Parenting teenagers has its ups and downs. Get advice from Mumsnetters here.

"I don't like you."

28 replies

Dontknowowt · 03/05/2021 22:38

Has anyone had this said to them by their teenager? Thing is, I think my son genuinely means it.

OP posts:
steppemum · 03/05/2021 22:50

yes, and I think it is quite common.

My ds said it to me a number of times (and worse)
He is now 18 and doesn't say, and I don't think he thinks it anymore.

I realise that it was part of him finding his own opinions and defining himself as a person. It is also part of moving to a different type of relationship.
Now, he has a few friends whose parents are very different to us, and he has come to realise that we are really not bad, that he does quite well at home actually, and so he has come to appreciate us.

I used to ignore all these types of comments and just say - well we love you, even when you are being unpleasant!

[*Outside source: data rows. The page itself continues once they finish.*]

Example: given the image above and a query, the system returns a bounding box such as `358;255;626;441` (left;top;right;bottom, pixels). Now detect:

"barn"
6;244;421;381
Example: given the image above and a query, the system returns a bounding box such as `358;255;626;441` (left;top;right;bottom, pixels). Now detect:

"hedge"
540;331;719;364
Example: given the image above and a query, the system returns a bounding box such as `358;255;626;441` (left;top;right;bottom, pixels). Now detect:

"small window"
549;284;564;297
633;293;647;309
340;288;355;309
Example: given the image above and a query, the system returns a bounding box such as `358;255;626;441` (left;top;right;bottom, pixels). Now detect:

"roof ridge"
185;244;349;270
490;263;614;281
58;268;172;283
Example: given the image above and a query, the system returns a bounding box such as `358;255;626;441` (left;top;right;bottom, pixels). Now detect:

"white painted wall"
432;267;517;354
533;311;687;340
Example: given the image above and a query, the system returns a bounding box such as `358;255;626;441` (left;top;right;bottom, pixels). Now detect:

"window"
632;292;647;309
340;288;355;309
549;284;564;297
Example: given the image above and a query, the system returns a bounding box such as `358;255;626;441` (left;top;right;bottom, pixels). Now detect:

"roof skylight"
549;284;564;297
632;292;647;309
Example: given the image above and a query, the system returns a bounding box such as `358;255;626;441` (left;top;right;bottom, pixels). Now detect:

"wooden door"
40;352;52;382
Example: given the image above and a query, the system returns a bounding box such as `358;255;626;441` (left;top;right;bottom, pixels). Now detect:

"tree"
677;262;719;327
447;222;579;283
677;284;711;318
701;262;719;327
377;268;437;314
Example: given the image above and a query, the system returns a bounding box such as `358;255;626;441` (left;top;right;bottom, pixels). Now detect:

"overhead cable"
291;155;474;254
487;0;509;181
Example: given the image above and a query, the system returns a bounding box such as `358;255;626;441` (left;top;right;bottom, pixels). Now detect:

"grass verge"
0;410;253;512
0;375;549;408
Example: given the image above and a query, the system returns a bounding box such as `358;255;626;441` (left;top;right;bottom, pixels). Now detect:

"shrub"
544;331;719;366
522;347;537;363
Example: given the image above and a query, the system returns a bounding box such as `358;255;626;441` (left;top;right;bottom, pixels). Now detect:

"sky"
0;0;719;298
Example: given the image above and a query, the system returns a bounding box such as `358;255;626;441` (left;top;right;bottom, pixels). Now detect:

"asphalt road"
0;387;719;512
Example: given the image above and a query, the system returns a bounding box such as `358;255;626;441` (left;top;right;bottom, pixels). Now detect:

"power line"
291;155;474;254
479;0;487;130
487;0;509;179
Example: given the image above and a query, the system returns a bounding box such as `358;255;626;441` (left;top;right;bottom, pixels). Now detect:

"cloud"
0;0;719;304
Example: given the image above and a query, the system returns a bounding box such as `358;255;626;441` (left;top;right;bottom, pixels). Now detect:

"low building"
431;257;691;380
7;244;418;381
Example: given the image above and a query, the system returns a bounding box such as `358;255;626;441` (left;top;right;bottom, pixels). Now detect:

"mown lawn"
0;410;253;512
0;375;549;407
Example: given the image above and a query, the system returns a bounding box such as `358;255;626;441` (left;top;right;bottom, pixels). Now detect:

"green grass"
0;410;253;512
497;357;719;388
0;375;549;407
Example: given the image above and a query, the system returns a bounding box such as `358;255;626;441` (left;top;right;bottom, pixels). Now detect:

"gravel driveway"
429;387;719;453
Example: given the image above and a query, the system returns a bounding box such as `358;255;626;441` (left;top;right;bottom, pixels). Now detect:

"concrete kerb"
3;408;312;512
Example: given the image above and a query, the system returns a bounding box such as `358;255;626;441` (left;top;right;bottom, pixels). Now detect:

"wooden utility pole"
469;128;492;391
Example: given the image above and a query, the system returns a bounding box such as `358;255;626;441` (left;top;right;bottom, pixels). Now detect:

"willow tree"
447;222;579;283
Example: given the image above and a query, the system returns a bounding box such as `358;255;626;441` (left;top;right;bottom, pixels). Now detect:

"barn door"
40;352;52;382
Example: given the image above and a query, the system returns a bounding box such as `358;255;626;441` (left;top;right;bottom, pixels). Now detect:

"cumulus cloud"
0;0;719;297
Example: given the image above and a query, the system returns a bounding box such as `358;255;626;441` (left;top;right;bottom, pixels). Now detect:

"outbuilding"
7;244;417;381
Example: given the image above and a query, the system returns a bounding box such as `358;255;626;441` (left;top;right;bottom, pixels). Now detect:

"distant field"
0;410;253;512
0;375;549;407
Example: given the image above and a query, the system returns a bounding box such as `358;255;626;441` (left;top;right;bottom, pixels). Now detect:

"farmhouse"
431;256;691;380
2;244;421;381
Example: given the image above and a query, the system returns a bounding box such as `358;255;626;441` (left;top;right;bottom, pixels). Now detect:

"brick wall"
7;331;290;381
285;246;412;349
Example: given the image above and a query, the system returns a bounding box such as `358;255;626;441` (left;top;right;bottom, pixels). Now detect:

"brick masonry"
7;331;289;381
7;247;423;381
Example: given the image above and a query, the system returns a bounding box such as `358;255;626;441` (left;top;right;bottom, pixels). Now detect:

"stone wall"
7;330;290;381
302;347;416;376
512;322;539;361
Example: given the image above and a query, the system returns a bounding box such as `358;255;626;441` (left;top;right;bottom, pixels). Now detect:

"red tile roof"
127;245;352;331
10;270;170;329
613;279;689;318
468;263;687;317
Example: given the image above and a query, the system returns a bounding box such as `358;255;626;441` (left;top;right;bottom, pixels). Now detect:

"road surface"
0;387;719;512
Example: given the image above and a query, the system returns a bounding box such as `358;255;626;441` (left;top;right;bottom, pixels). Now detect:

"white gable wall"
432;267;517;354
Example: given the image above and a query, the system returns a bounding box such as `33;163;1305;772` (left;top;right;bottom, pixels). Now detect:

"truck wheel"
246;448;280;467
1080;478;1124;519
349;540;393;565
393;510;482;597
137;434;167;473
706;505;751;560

Icanflyhigh · 03/05/2021 23:15

DD1 told DP only last week that she didn't actually like him. Very hurtful, and she knows it, and on the back of her telling a social worker how much she likes DP.

mineofuselessinformation · 03/05/2021 23:32

'Well, I love you, but I don't like what you just said.' puts it back to them, but not in an unkind way.
It's not uncommon for teens to say things like that. In fact, it's more common to get 'I hate you'. Try not to take it personally.

Aquamarine1029 · 04/05/2021 00:45

Just respond, "That's ok, I hope you change your mind someday soon. I love and like you very much."

Teenagers can be real arseholes.

MadMadMadamMim · 04/05/2021 00:48

I've tended to say, Yep. I love you, but I don't like you much at times like these.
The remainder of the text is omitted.